I ran the same 10 fold validation process over training data whose positive review set had been boosted to be 50% of the overall training set. This isn't stratified K fold validation -- by boosting the number positive reviews with resampling of the training word data, I am altering the positive to negative ratio of the training set. Because the test data was held out of the boosting process,  the ratio of positive to negative reviews in the test data remainsthe same.  The code used to train and test the data is the same as before.

My test results averaged to 89.4%, an improvement from 84.6%. However, when I look at the errors more closely, I see that most of the errors are still due to mis-classifying positive reviews, which is interesting, given that I've boosted positive training data to be 50% of the training set. In the base training run my best effort mis-classified 60% of the positive reviews, and my worst efforts mis-classified 100% of the positive reviews. In the boosted training run my best effort mis-classified 20% of the positive reviews, and my worst effort mis-classified 60% of the positive reviews. 

Summary

This improvement makes sense because word frequency directly affects how the Bayesian classifier works. My 'boosting' effort worked because of the naive assumption of word independence in the classifier -- I didn't have to account for word dependencies, I only had to account for word frequency. 

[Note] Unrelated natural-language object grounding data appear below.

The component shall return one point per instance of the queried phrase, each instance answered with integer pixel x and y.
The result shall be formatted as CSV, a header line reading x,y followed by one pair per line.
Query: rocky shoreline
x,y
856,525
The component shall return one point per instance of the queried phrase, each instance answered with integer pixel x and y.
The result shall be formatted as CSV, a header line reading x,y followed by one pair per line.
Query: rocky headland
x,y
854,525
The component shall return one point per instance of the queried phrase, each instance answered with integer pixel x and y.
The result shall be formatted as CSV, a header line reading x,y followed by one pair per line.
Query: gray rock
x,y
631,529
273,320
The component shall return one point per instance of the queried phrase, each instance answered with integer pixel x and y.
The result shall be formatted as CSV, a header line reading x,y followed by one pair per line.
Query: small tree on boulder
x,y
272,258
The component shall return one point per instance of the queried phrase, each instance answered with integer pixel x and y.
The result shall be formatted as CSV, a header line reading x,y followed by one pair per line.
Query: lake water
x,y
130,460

If I were to do this over again, I would do the following: 
  1. If at all possible, get more data. Having only 5-10 positive reviews in the test set didn't give me a lot to work with -- it is hard to draw conclusions from such a small positive review set.
  2. k-fold validation from the beginning to get the average accuracy per approach.
  3. investigate mis-classification errors before doing any optimization! 
Most of my time was spent analyzing and building the optimal training data set.  The biggest improvement made was not in tweaking the algorithm, but 'boosting' the positive training data to increase the recognition of positive reviews. The biggest mistake I made was to not examine training errors immediately.

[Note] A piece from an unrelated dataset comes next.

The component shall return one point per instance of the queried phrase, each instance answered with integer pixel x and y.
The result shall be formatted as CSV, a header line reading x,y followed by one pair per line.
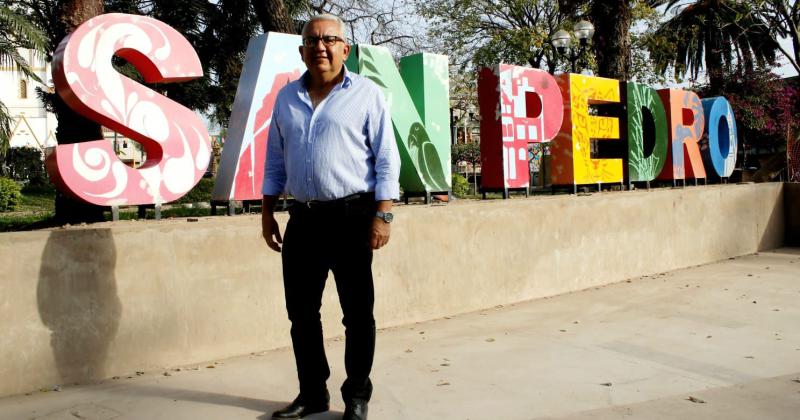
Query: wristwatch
x,y
386,217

To get improvements, I couldn't treat the algorithm as a black box, I had to know enough about how it functioned to prepare the data for an optimal classification score. Note that this approach wouldn't work in an approach at assumed some level of dependence between words in a review text -- I'd have to calculate that dependency in order to generate reviews. 

A final note: this is a classifier that was trained on a single source of reviews. That's great to classify more reviews about that ecommerce site, but the classifier would probably suck tremendously on a travel review site. However, the approaches taken would work if we had travel review site training data. 

Potential next steps include:
  1. Getting (more) new data from a different source.
  2. Trying the bayes classifier on that data
  3. Trying a different classifier, e.g. the maxent classifier on the same data
  4. Going deeper into sentiment: what entities were positive / negative sentiment directed at?